More Than Affirmative This is the title I threw on the Evernote File mentioned above.
Affirmation, Annealed. I'm rifling through the Thesaurus.
Annealed Annealing is a slow cooling, I was thinking of hot steel plunged into cold water...
Tempered ...and this would be more correct to the idea (of a transition or reconciliation that strengthens).
Say Yes, Again I answered in the affirmative and added eternal recurrence.
The list goes on for several other entries but it makes me nauseous, even to copy and paste. You get the point. The title has to come from the class of imagination and not rationalism.
So in the slanted sunlight of my mind, cutting the fog, slowly arose the three words in succession.
You.
Will.
Know.
At first, I thought: nice. But why? Should I trust this? Should I write them down? At this point I was trying to stave off real rest with cat naps, shooting for fifteen minutes and erring at forty five. Maybe I had dreamt it all? At any rate, I didn't have the energy even to write the words down, or at least I didn't summon it. So I let them go, like a fish in catch and release. If the idea is strong, it will return.

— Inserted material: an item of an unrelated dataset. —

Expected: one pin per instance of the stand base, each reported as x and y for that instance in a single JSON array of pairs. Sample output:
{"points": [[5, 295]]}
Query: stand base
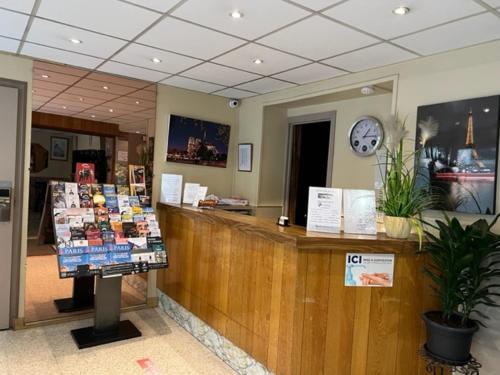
{"points": [[87, 337], [65, 305]]}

Hours later, I wondered just what was that idea, that title that came to me so? The words arose again in this theatrical fashion, a picture of a picture of words in my mind. This time I was more alert. Again, I did not write them down, distrusting their charm, the attractiveness of the near-visionairy aspect of it all. As I returned to this decision not to decide, the memory of those words began to fade in the same rate as they arose, and again I thought that if they were meant to be, I would remember them. The next day, refreshed, I remembered indeed and did write them down this time. It was time to cook the fish.